A number of cloud providers and data vendors are wondering the same thing. Earlier this year, the Cloud Security Alliance and Fujitsu Labs joined forces to create the Big Data Working Group (BDWG), an organization dedicated to improving big data security.
The BDWG says it's now looking to identify scalable techniques for data-centric security and privacy problems. The organization's other long-term goals include the development of best-practices for security and privacy in big data, helping industry and government adopt best-practices, establishing liaisons with other organizations to coordinate the development of big data security and privacy standards, and accelerating the adoption of research aimed at addressing security and privacy issues.
Challenges and suggestions
The BDWG has so far identified 10 big data-specific security and privacy challenges, including vulnerabilities associated with distributed programming frameworks, non-relational data stores, and data storage and transactions logs.
Distributed programming frameworks use parallelism in computation and storage to process massive amounts of data. One example is the MapReduce framework, which splits an input file into multiple segments. However, data mappers sometimes contain intentional or unintentional leakages. The BDWG recommends two major attack prevention measures: securing the mappers, and securing data in the presence of an untrusted mapper.
Non-relational data stores, popularized by NoSQL databases, present another security challenge. The clustering aspect of NoSQL databases is of particular concern. To reduce security incidents, the BDWG recommends reviewing security policies for the middleware, and strengthening the NoSQL database itself to match its counterpart RDBs without compromising operational features.
Data and transaction logs are yet another security weak point. Such logs are stored in multi-tiered storage media. Manually moving data between tiers gives IT managers direct control over precisely what data is moved and when. Yet, as the size of the data set grows exponentially, scalability and availability require the use of auto-tiering for big data storage management.
The problem is that auto-tiering solutions don't automatically track where the data is stored. According to the BDWG, new mechanisms are imperative to thwart unauthorized access and maintain 24/7 availability. The organization also specifically warns that an auto-tiering solution that pulls rarely-used data to a lower tier as a cost-saving measure provides decreased security. The organization says that auto-tiering users should carefully study their tiering strategies.

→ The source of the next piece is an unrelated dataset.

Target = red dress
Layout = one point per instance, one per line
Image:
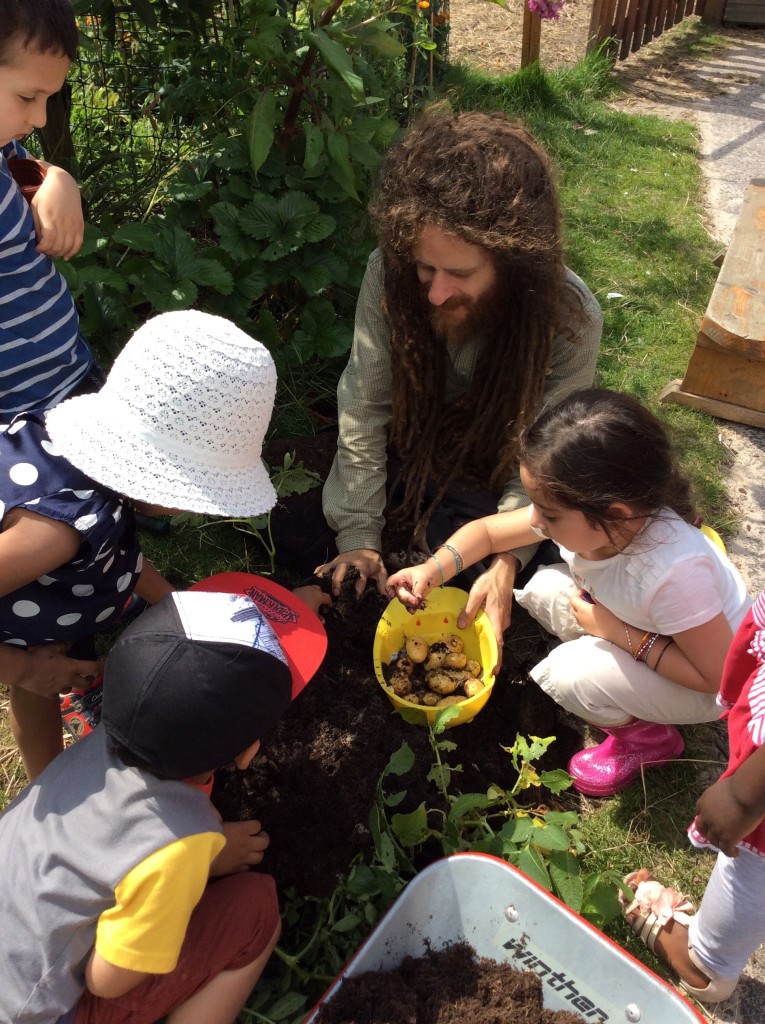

Other big data security challenges identified by the BDWG affect end-point input validation/filtering, real-time security/compliance monitoring, scalable and composable privacy-preserving data mining and analytics, cryptographically enforced access control and secure communication, granular access control, granular audits, and data provenance.
The BDWG has published a white paper describing all of the big data-related security and privacy threats it has identified, along with user case descriptions and action recommendations.
User Rank: Exabyte Executive 12/26/2012 | 4:47:58 PM
Re: noSQL brings more problems Yes, good point to emphasize. NoSQL databases are still evolving. Each of the various NoSQL databases are built to tackle different challenges posed by analytics and hence security was never part of the model. I think developers embed security in middleware, but NoSQL databases still lack security support.
User Rank: Blogger 12/18/2012 | 2:04:47 AM
Re: Does it mention Human Elements of Security? As usual I would say it's all about the intellgence which goes into the situation. With the advent of the internet of things, most human interactions should be measured. If you have a best practices for privacy set up, analytics and sensor monitoring should let you see when that human is bing the weakest link and set up defences... of course, the unexpected always happens.
User Rank: Exabyte Executive 12/17/2012 | 9:45:14 PM
Does it mention Human Elements of Security? I was wondering if the white paper puts any focus on the human elements of security -- I'm used to people being the weakest link in security situations, and I wondered if it was an issue with Big Data, or if the people involved with Big Data are relatively reliable from a security perspective?
User Rank: Blogger 12/17/2012 | 8:41:27 AM
noSQL brings more problems noSQL is referenced as a specific issue here. The complexity of such a relational system makes it so and ramps up the need to make sure it's necessary. NoSQL is great, but it adds weight to the idea of making sure you can't address these issues through traditional SQL... less complex in running and security.